Bigelow, however, never pushes things too far. No one is having appendages chopped off. Instead, heavy metal music is blared for days on end and male prisoners are humiliated in front of female CIA operatives. Despite these atrocities, both the American and Middle Eastern characters are depicted delicately. Bigelow and Boal find, and comment on, the humanistic elements of both sides without sitting on left or right wings. Bigelow is clearly one of Hollywood’s best action-thriller directors. Her tight, kinetic style comes to the forefront of both The Hurt Locker and Zero Dark Thirty. Boal and Bigelow have expanded The Hurt Locker‘s Middle Eastern setting. The grit of the Middle Eastern desert is important to this harsh docudrama. The verisimilitude establishes a startling world that the American characters struggle to adjust to. Bigelow’s handling of Maya’s story is hauntingly personal. Maya is based on a real-life CIA operative whose name cannot be given for security purposes. Maya’s arc between naive operative and frustrated leader is chilling. She separates the men from the boys whilst living and working in a testosterone fuelled environment (much like Bigelow herself).
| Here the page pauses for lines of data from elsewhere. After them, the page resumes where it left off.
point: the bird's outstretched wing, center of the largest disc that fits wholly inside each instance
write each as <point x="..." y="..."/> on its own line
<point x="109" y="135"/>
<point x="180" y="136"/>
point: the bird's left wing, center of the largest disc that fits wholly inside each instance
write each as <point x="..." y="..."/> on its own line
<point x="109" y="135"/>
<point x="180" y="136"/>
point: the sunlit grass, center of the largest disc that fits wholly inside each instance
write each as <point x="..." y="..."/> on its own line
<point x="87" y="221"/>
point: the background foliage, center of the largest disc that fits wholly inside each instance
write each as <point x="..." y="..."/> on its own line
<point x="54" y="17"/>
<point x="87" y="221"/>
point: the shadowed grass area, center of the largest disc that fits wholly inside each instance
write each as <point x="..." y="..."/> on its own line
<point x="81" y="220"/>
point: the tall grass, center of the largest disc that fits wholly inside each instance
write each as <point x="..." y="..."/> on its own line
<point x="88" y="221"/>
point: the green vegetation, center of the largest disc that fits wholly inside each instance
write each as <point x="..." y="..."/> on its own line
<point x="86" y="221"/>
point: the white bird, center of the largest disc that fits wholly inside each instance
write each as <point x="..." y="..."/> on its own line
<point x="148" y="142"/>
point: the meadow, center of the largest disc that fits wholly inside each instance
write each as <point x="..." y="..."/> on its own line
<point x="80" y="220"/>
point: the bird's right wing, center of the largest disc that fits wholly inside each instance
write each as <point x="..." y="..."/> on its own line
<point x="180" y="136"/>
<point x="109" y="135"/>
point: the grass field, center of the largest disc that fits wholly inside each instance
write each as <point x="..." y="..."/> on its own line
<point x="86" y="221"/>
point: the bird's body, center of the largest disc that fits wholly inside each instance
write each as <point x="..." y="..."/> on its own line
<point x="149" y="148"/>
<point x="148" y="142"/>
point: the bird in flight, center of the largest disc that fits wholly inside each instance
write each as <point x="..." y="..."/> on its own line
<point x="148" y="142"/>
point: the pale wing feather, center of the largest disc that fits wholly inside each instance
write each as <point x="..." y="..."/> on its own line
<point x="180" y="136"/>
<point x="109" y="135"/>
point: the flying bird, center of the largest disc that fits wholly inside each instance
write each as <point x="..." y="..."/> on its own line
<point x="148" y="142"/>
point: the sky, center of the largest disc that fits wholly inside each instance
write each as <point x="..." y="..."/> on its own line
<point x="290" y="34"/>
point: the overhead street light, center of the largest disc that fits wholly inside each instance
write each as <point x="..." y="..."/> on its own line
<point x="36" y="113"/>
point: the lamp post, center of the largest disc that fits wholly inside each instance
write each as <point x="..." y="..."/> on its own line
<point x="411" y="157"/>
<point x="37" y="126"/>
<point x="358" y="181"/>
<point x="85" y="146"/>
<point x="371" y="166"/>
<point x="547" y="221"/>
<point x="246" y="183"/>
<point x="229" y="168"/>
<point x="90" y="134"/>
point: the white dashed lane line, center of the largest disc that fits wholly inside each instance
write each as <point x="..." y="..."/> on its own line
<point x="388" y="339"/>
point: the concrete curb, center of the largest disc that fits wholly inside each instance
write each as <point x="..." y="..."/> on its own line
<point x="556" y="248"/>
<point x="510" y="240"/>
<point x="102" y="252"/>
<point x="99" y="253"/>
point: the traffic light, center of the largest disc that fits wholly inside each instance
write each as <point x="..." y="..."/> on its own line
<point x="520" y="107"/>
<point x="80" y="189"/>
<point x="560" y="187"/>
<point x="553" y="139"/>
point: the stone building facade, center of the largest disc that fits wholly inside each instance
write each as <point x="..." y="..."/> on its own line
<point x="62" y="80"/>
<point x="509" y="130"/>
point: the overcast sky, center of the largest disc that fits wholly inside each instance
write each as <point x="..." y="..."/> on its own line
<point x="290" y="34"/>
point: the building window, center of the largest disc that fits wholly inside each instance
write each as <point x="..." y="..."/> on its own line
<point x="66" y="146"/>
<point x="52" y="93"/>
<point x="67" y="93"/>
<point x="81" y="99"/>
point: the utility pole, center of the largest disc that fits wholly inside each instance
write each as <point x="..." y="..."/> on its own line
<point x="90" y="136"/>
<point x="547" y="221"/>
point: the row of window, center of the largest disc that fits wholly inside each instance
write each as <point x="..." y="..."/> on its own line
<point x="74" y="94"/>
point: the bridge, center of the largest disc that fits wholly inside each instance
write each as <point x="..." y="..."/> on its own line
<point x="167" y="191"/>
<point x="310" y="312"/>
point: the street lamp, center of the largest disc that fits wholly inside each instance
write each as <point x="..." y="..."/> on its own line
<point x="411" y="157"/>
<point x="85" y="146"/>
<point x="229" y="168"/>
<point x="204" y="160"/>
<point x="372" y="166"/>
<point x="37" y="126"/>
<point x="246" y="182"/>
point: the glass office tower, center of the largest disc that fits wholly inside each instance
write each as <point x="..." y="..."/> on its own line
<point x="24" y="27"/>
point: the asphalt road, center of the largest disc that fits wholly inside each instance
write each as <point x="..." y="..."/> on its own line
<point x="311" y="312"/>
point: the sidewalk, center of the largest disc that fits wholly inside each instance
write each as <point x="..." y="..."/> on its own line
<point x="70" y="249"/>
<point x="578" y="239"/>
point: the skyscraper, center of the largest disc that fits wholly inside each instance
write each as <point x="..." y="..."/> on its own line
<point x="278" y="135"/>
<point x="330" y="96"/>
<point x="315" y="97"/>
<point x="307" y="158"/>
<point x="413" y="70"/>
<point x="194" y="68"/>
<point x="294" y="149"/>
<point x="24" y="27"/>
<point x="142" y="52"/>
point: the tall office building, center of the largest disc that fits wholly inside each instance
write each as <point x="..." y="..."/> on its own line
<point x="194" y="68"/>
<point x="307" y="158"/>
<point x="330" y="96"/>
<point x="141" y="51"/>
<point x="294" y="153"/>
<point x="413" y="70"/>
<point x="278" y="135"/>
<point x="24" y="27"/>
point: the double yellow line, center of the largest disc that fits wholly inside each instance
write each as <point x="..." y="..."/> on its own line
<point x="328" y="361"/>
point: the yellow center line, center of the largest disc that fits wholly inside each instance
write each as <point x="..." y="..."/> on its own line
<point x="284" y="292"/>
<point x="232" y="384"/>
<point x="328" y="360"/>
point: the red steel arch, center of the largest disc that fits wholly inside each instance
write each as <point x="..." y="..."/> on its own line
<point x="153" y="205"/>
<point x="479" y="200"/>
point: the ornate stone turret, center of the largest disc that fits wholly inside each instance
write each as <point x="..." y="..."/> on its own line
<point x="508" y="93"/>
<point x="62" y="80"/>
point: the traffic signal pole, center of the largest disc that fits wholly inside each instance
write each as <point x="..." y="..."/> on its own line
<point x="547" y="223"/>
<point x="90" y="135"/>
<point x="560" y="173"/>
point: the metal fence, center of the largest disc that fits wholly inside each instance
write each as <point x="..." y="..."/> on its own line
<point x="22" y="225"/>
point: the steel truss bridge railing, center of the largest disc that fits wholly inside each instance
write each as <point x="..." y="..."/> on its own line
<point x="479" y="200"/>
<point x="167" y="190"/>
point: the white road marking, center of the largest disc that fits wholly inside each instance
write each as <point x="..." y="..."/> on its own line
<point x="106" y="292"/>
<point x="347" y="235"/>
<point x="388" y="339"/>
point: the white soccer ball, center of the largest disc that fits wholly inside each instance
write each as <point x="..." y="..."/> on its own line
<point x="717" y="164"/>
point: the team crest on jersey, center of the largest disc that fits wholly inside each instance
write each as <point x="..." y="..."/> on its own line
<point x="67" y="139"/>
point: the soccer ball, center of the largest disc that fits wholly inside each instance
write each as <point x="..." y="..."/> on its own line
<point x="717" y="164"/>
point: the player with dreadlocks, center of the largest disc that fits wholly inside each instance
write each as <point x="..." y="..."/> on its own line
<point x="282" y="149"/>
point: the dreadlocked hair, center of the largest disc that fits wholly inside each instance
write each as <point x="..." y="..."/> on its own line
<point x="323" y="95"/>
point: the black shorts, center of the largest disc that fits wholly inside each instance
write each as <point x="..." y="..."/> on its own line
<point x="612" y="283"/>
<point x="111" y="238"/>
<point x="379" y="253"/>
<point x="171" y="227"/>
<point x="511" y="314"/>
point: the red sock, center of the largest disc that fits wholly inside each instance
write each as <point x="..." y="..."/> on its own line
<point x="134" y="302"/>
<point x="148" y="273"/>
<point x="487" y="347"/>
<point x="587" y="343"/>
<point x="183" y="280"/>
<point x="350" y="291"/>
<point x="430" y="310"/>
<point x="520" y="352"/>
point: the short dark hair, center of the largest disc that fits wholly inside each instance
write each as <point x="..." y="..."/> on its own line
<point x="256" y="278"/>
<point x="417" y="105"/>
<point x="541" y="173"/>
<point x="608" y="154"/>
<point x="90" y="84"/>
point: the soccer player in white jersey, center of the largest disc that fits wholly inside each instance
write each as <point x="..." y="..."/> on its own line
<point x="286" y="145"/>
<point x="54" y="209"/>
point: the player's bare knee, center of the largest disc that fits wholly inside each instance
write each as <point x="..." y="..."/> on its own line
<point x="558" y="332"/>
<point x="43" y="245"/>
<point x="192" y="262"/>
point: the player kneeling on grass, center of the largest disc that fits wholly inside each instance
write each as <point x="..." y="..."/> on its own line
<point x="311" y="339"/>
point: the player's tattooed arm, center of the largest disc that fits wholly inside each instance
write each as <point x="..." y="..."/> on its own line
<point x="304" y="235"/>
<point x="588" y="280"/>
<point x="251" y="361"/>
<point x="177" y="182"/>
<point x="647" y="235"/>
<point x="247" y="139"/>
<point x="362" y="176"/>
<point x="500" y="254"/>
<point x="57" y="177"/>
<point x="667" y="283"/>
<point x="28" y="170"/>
Maya is courageously determined to capture bin Laden. Pushing papers and tempers around the office, her implausible hunches push her to continue on. The ubiquitous Chastain is remarkable here. Every emotion is etched painfully into her face. She presents her character’s exhaustive journey with a powerfully affecting turn. Charismatic character actors, including Mark Strong, Jason Clarke, Joel Edgerton, Chris Pratt, Kyle Chandler and James Gandolfini, deliver powerful performances in small roles.
Bigelow and Boal have crafted a heart-thumping and intelligent thriller. Crafting the line between bureaucracy, democracy, and chaos, Zero Dark Thirty is an objective and affecting look at the greatest manhunt in history. Thanks to this immaculate cast and crew, this military flick transcends the genre and studio system.
Verdict: An intelligent and captivating military thriller.